La réduction des risques est actuellement une expression fréquemment utilisée en matière de toxicomanie. De telle sorte qu'elle dispose aujourd'hui d'une pluralité de significations. Pour revenir au sens originel du terme il est nécessaire de se reporter au contexte qui l'a vu naître : la réduction des risques constitue la réponse à une situation d'urgence sanitaire et social. Pat O'Hare souligne les deux urgences auxquelles il s'agissait d'apporter une solution : « la diffusion de l'infection à VIH parmi les consommateurs d'héroïne par voie veineuse et le soupçon que les stratégies [...] adoptées alors pour faire face à la consommation de drogues avaient aggravé le problème plutôt que de le connaître »272(*).
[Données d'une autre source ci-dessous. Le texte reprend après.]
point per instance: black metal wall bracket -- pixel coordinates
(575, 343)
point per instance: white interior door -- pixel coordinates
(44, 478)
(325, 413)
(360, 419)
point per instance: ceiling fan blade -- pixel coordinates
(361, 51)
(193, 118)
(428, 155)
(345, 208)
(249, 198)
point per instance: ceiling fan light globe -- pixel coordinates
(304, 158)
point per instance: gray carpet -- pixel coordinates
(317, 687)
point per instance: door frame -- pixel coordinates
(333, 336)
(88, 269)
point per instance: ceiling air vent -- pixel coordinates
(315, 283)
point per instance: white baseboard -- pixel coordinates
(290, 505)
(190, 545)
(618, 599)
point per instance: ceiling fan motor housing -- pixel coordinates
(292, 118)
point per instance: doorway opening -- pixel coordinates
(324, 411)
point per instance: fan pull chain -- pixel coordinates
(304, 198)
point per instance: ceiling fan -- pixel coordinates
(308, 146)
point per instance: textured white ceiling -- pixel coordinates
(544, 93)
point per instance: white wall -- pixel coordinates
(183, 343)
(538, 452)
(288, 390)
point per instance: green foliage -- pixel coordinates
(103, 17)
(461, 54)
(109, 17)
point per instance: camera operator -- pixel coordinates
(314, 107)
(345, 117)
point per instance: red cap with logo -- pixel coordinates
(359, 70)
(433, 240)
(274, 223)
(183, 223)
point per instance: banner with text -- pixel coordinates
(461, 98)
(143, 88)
Ce double constat a contraint la plupart des pays européens à adopter entre le milieu des années quatre-vingt et le début des années quatre-vingt-dix un nouveau type de politique publique en matière de toxicomanie appelée «réduction des risques». Le terme de « réduction des risques» est une traduction approximative de l'expression anglaise  «harm reduction»273(*). Il est cependant nécessaire de distinguer, comme le précise Monika Steffen, deux conceptions apparues au Royaume-Uni274(*). D'une part, la harm reduction, ou « réduction des dommages », développée par les acteurs des sociétés bénévoles intéressés par la réduction des conséquences sociales néfastes de la drogue. C'est de l'application de cette notion à la prévention du Sida qu'est né, d'autre part, le concept de risk reduction dont le sens littéral serait «réduction des effets nuisibles sur la santé, sous-entendu «causés par l'usage de drogues» »275(*). La même distinction est présente dans la littérature italienne par l'expression riduzione dei danni (réduction des dommages) et  riduzione dei rischi. La première est cependant beaucoup plus fréquente, contrairement aux cas anglais et français276(*).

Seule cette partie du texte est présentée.